Mercatus and Emergent Ventures have unique funding backstories themselves, each one seeded and heavily backed by libertarian donors. Mercatus was created with funding from Charles and David Koch to advance free-market policy ideas, and Charles Koch formerly served on the think tank’s board. Emergent Strategies was founded in 2018 with a $1 million donation from the Thiel Foundation, the philanthropy of Peter Thiel, who is known as much for his conservative politics and support for Donald Trump as his venture capital career.

So while Fast Grants is based in academia, it is an organization with one foot on campus and another firmly in the marketplace. While its growing list of donors is not necessarily aligned with Mercatus’ ideological stance, most of its backers come from the tech and startup world—including Y Combinator’s Paul Graham, Yuri Milner, Eric and Wendy Schmidt’s outfit Schmidt Futures, and the Emerson Collective. In other words, people who like to move fast (and hopefully not break things).

Another likely reason for the quickness of Fast Grants’ conception and execution is that Cowen has been chairman of the Mercatus Center for 22 years: As the boss, he can make things happen.

During the Fast Grants review process, Cowen and his colleagues had an opportunity to speak with several applicants. “We conducted an informal poll of a number of these people and places, and we asked them, ‘What's your funding situation?’ And a lot of them said, ‘We'll get money in six months, maybe four months, if we're lucky.’”

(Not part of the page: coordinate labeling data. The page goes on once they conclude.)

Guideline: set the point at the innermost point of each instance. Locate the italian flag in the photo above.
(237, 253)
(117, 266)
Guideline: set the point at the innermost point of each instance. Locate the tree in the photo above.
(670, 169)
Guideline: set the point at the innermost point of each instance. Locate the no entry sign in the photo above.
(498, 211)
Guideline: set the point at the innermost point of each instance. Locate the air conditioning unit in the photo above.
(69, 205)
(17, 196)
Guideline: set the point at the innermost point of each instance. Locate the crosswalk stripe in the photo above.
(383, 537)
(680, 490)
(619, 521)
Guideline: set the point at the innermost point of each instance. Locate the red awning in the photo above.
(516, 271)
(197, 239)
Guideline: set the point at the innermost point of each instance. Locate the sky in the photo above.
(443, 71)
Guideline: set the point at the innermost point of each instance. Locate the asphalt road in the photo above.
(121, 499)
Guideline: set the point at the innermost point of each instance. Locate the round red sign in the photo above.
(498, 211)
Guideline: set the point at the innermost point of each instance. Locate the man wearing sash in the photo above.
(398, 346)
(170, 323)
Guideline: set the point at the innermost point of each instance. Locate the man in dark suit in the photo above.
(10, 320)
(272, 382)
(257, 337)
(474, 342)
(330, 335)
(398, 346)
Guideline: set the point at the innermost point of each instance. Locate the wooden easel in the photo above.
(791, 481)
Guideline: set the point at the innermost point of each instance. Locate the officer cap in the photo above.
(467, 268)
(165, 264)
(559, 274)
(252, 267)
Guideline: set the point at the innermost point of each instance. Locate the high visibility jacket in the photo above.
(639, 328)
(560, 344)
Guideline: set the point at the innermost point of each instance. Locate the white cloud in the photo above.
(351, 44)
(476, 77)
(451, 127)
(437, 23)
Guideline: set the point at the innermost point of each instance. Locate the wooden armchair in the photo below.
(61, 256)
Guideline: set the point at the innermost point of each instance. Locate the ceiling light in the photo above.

Most funders are just too slow, Cowen said—but that’s something they already know. In fact, Cowen said he’s received numerous inquiries from foundations and government funders asking how they can speed up grantmaking at their own organizations. So what’s the secret sauce? Cowen says it’s mostly a matter of commitment from the top down‚ and at Fast Grants, Cowen is the top guy.

Many grantmakers, particularly larger foundations, have hierarchies and infrastructures that slow down the review process and ultimately the check writing. If funders want to respond more quickly to the ongoing coronavirus emergency or other pressing causes, cultural change at their institutions will be necessary. This is something a lot of foundations have been grappling with in the past few months, with some institutional funders relaxing red tape and application requirements. After all, that’s one of the potential benefits of the philanthropic sector—if it wants to, it can move fast. For some foundations, too much control at the top can actually be a cause of the slowdown, but Cowen says in the case of Fast Grants, leadership’s commitment to speed has made the difference.

“Part of it is just deciding to do it, and taking your top people and putting them on it full time,” he said. “Most (funders) don't do that. But we need more fast grants models.”

However those models take shape, Cowen says the pandemic should open people’s eyes to the potential dangers of delay. “You know who was really fast was the NBA,” he said. “I give them a lot of credit—they canceled the whole season before anyone did anything, and it seemed crazy, but they were totally right, and it woke up the whole country.”